8 Tips For Better Communication In Relationships

My belief is that many relationship issues or breakups are often caused by either lack of communication, or doing it ineffectively.

Men and women communicate differently, and we are not often taught how the opposite sex communicates with us or how to better communicate with them. This, as one can imagine, is a fundamental problem when it comes to actually forming a bond and building a life with someone. I suppose this is reminiscent of ‘Men Are From Mars, Women Are From Venus,’ which is a book I should probably read at some point.

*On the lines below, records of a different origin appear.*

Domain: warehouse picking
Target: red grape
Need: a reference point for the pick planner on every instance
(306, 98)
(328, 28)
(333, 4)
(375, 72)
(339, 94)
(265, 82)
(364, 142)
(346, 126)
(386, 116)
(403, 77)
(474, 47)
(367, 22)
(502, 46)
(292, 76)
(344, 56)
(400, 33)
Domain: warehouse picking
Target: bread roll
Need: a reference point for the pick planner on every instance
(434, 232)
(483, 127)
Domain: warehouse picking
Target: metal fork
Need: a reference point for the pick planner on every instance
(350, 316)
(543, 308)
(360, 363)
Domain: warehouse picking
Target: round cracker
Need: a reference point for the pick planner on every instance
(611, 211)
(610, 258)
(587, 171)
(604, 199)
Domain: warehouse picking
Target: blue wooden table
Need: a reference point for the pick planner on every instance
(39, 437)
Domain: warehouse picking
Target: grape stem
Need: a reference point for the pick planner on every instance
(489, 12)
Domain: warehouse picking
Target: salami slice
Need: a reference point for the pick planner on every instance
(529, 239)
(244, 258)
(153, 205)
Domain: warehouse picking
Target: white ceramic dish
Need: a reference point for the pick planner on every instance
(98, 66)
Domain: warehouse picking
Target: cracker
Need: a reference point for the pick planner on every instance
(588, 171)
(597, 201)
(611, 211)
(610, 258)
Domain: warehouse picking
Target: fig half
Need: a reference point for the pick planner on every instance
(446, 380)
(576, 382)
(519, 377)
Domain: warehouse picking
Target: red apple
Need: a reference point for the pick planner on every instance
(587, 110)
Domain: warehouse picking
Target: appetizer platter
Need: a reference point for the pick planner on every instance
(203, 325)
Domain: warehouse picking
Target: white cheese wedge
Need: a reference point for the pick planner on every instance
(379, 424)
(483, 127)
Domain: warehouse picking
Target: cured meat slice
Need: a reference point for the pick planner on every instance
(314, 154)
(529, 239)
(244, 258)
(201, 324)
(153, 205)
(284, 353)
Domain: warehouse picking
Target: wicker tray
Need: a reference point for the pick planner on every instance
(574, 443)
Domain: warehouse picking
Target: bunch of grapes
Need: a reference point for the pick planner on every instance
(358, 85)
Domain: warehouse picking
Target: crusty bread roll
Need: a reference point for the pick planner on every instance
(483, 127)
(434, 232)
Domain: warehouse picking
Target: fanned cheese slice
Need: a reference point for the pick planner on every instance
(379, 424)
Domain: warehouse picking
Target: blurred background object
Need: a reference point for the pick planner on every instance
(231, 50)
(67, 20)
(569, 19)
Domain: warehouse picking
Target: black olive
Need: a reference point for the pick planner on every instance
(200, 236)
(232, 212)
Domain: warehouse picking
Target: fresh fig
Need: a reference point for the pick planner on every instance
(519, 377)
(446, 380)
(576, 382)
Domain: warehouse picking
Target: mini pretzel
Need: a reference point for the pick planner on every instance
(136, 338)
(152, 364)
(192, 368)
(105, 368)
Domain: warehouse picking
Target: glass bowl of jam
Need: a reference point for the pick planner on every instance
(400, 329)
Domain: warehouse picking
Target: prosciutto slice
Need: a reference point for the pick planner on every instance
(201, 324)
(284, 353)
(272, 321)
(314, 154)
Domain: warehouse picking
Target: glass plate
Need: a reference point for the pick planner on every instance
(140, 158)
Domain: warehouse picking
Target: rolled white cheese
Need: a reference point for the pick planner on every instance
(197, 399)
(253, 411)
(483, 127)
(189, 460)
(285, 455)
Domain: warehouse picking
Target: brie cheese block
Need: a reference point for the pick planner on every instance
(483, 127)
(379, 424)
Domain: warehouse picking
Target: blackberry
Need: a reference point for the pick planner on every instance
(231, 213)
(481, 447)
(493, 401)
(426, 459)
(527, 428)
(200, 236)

In this article I would like to communicate (see what I did there?) some lessons I have learned along the way regarding how to transition thoughts from our minds to someone else’s. (Men, since we are usually the ones being faulted for the inability to communicate, you may want to read closely).


Avoid blame altogether.

One thing people often tell me is that I am diplomatic. It has actually been suggested that I get into politics (more than once), but I think I like writing better.

Anyway, one thing I have always done in business and in relationships, is never put weight on the person I was talking to. Instead of saying “Why do you feel that way?” Try: “What can I do to make it better?” Instead of “You never make me feel…” try “I don’t usually feel…”

The idea here is to lighten the burden of whatever message you are trying to get across and even take responsibility for it. When you start using “you” statements, the other person may feel attacked or at fault for whatever is going on, and become defensive. The only thing this is going to do is close off the very lines of communication you were trying to build in the first place.

Do not compare him/her to someone else.

Communication, both positive or negative, is best left between the two people doing the talking. If you start comparing what they do to things that someone else does better, things can get ugly very quickly.

Be as calm and descriptive as you can.

This refers back to the first point when we are taking responsibility for our own feelings rather than holding them in someone’s face and saying “You did this.” 

Mature, healthy couples will be able to sit with each other and calmly discuss any issues one or both of them may be feeling. The most effective way to do this is to work at organizing your thoughts first and then conveying them accurately. This will prevent outbursts or miscommunications that could result in things getting blown out of proportion.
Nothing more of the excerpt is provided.